When I was in his presence, I was able to see how joyful and carefree Monk Yoyusan is. His personality radiates comfort, humor and hospitality. I felt like I knew him, although, I had never met him before.
Of course, I had never met a monk either, so I didn’t have anyone to compare him with! *giggle*
I was able to witness a very unique version of “PPAP.”
I was humbled to see a dear friend expose her most vulnerable emotion.
I saw the passing of knowledge from one generation to another.
I felt his drumming vibrating in my chest.
The tinkling and chiming of the staff heightened my sense of ceremony.
His chanting calmed my thoughts and allowed me to focus on and capture what I felt, not what I wanted to create.
I felt great joy and laughed behind my camera.
There were messages all around.
And when it came time to create a portrait for him, well, it was a bit awkward! My light was big and chunky; got in the way, was heavy. He had never been photographed professionally in this manner and was humbled and somewhat troubled as to what he should do. But, when I asked him to kneel, place his hands together and bring himself into prayer, the room quietened.
Even now, when reading this and looking at this image, knowing of his future, knowing of the change that awaits him, that awaits all of us, I feel intensely emotional.
His acceptance.
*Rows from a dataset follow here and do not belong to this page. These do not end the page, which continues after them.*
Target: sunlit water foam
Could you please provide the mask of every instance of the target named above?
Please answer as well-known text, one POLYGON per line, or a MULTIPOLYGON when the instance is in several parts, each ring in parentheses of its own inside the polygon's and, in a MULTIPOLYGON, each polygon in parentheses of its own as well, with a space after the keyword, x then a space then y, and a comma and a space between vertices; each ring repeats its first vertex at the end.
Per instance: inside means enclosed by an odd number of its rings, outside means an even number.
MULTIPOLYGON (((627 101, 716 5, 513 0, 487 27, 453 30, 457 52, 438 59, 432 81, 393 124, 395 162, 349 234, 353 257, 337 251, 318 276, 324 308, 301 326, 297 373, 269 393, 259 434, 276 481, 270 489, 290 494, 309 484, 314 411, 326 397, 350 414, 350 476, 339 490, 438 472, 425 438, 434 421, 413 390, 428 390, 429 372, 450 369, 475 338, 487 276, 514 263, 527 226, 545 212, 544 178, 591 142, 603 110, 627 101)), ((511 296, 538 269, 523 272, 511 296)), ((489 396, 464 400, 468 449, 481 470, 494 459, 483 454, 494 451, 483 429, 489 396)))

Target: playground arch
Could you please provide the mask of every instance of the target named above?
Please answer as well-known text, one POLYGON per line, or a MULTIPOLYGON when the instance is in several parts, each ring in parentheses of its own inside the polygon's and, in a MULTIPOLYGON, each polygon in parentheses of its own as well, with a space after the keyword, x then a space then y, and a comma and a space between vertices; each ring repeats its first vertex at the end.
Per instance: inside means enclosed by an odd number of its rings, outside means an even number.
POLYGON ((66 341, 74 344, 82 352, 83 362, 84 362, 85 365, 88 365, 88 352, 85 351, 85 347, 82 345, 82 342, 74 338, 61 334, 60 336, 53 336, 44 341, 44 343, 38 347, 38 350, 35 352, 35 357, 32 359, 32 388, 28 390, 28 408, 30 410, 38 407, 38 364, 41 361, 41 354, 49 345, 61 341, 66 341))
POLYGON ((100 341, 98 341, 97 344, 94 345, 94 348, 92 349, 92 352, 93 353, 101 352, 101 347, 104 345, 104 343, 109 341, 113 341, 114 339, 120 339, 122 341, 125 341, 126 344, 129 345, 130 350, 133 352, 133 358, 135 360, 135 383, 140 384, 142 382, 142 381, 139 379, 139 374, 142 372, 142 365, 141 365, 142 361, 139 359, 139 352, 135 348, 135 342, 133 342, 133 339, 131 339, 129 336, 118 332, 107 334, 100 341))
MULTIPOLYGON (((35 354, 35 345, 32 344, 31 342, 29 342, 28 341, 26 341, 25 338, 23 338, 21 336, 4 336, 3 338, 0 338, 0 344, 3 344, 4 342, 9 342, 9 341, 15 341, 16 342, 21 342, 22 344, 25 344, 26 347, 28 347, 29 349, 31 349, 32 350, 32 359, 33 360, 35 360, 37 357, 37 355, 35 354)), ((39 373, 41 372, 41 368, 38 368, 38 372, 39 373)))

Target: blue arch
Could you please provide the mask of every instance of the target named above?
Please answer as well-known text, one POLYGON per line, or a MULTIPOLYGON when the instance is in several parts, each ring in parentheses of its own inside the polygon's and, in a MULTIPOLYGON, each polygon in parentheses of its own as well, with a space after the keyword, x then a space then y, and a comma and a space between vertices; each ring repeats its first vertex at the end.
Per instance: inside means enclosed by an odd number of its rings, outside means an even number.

His beliefs.
In his presence, the world seemed to stop moving.
I wanted to stay there.
I looked around.
And I turned back.
Life is magnificent. People are magnificent. And through sadness, through hardship, there will always be wonderful moments of joy and true happiness.
This visit to Mt. Misen to create a portrait of Monk Yoyusan will forever be etched into my mind and heart. Thank you, Yoyusan. Thank you, my dear friend Kaori, for you have given me an opportunity to connect with an amazing man.